The interesting thing is that the text itself pushes you to justify the project with verifiable technical indicators (e.g., material or water savings, percentage of virgin raw material substitution, improvements in product recoverability, etc.).
Technical note: When the project involves changes in materials, water consumption or waste, it helps a lot to quantify the impact with comparable before/after metrics. Tools such as Life Cycle Assessment (LCA) or water footprinting often provide consistency to the technical argumentation.
Competitive competition: the winner is the one who demonstrates the best, not the one who promises the best.
Selection is by score and applications are ranked in order until the budget is exhausted. The text contemplates a minimum score threshold for the project to be eligible for financing.
The criteria (simplifying) combine environmental and circular impact, employment, quality of implementation, feasibility and coherence of the project. In addition, there are priority subsectors (CNAE) that add points.
Useful reading for your business: if your project “is circular” but is not well measured, it competes worse. If it is measured and demonstrates a real leap (and, moreover, fits with sectoral and energy priorities), it competes better.
Eligible costs: the logic of additional investment and the “contrasting hypothesis”.
In this call for proposals, eligible expenses must be clearly linked to the project, be necessary for its execution, fit into the categories foreseen, be effectively paid before the end of the justification period and not exceed the market value.
The key is that the eligible costs are the additional investment costs, calculated by comparing the project investment with a counterfactual scenario (a less environmentally friendly alternative).
Such a hypothesis may be based, for example, on:
- A comparable investment that does not achieve the same level of resource efficiency.
- A waste treatment option that is lower in the waste hierarchy or less efficient
- A conventional investment with primary raw material when the secondary product is technically and economically substitutable.
In certain cases, if there is no less environmentally friendly equivalent investment or if it can be demonstrated that without aid no investment would be made, the eligible costs may be the total of the investment .
Technical note: As the call requires justifying improvements through verifiable technical indicators, it is worthwhile to prepare rigorously what changes in materials/water/waste and how it will be measured (baseline and improvement scenario), because this feeds both the impact justification and the comparison with the counterfactual scenario.

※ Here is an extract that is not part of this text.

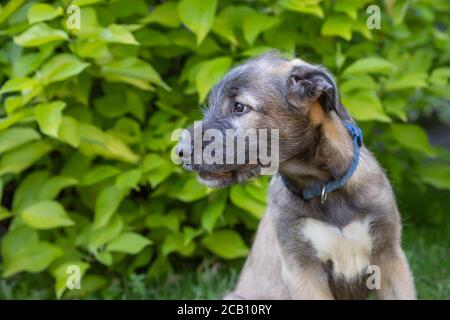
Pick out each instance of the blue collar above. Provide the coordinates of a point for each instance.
(322, 190)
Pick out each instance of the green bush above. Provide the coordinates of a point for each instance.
(88, 114)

Dates and deadlines: what your internal calendar dictates
Application deadline: the text sets two months from the day following the publication of the extract in the official gazette. As an operational reference, the closing date communicated for this call is 12/03/2026.
Execution period: 15 months from the final concession resolution, with the possibility of extension in justified cases.

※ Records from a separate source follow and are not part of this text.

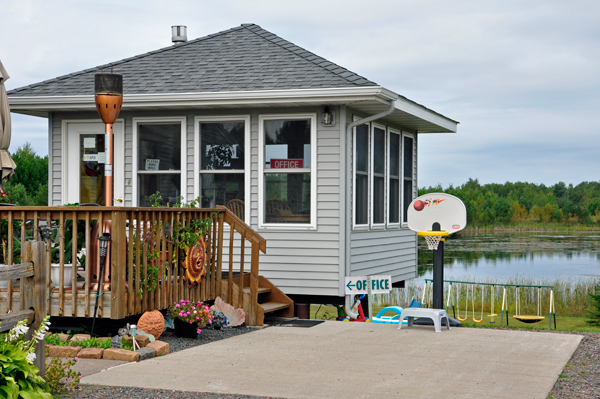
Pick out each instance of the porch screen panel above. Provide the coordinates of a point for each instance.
(361, 199)
(394, 178)
(378, 175)
(408, 173)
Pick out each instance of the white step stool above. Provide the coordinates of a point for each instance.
(434, 314)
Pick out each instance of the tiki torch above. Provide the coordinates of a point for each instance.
(109, 97)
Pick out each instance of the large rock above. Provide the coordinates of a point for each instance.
(142, 340)
(64, 337)
(63, 351)
(115, 342)
(121, 354)
(91, 353)
(161, 348)
(152, 323)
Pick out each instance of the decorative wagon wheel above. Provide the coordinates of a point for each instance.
(195, 262)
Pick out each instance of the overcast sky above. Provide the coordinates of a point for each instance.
(521, 77)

Where we enter from TAXUS MEDIO AMBIENTE
In this type of calls for proposals, the advantage does not usually lie in “having an idea”, but in demonstrating it: measuring savings, justifying comparatives, grounding eco-design, organizing evidence and building a solid technical report.

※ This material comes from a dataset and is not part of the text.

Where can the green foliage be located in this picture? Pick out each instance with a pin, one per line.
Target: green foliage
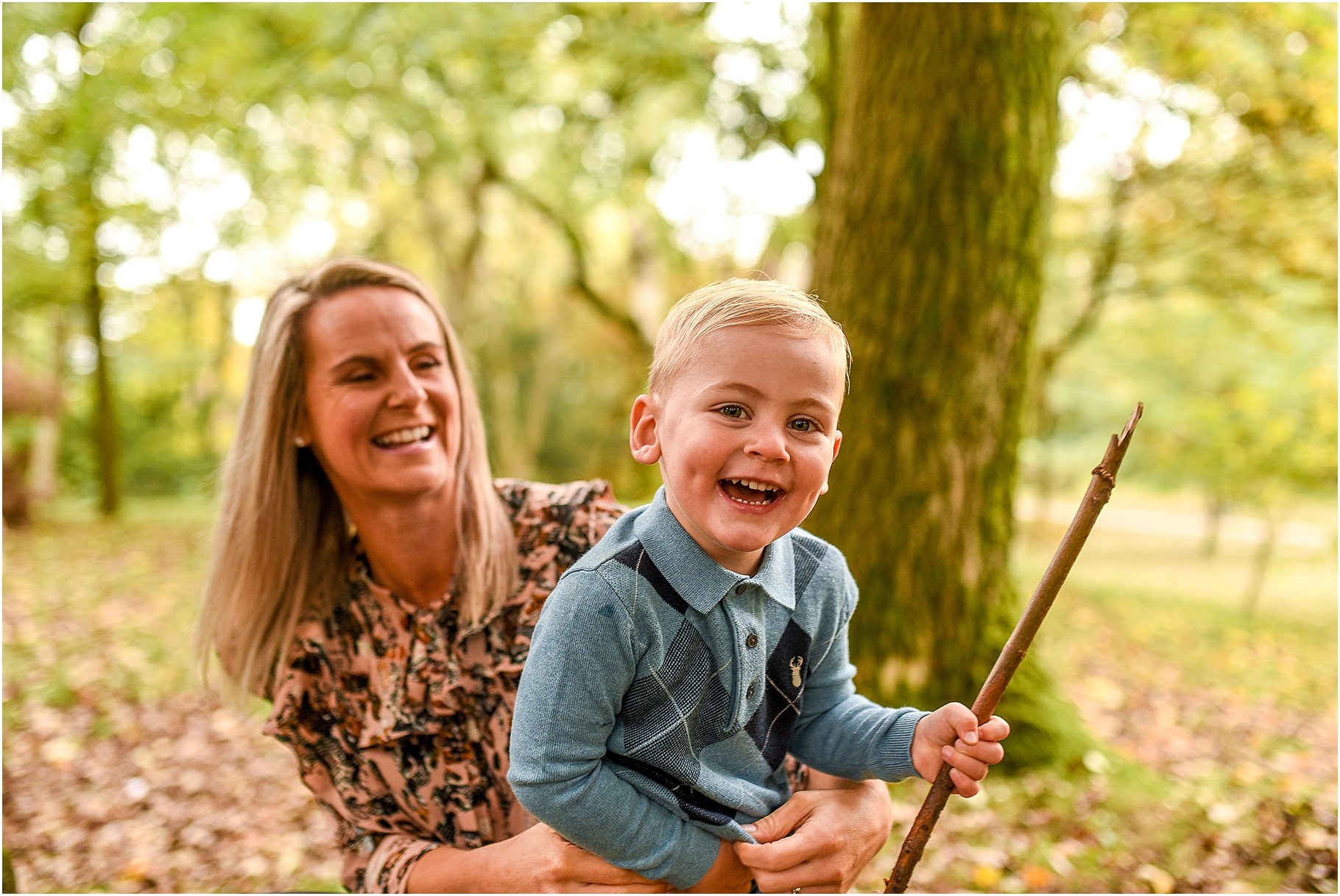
(1213, 272)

In projects such as these, TAXUS MEDIO AMBIENTE can support especially in:
- Life Cycle Assessment (LCA) of the process or product.
- Water footprint calculation and water efficiency approach.
- Application of eco-design principles for the choice of materials or raw materials.
- Waste minimization studies and alternatives (recovery, reduction at source, recycling, reuse, etc.).
If your SME has shrinkage, waste, relevant water or material consumption, or a clear opportunity to replace raw materials with secondary materials, this call can be a lever to finance the most difficult part of the circular transition: investment and technical testing.
The question is simple: can we demonstrate (with data) that our process or product is going to be more circular within the lead time?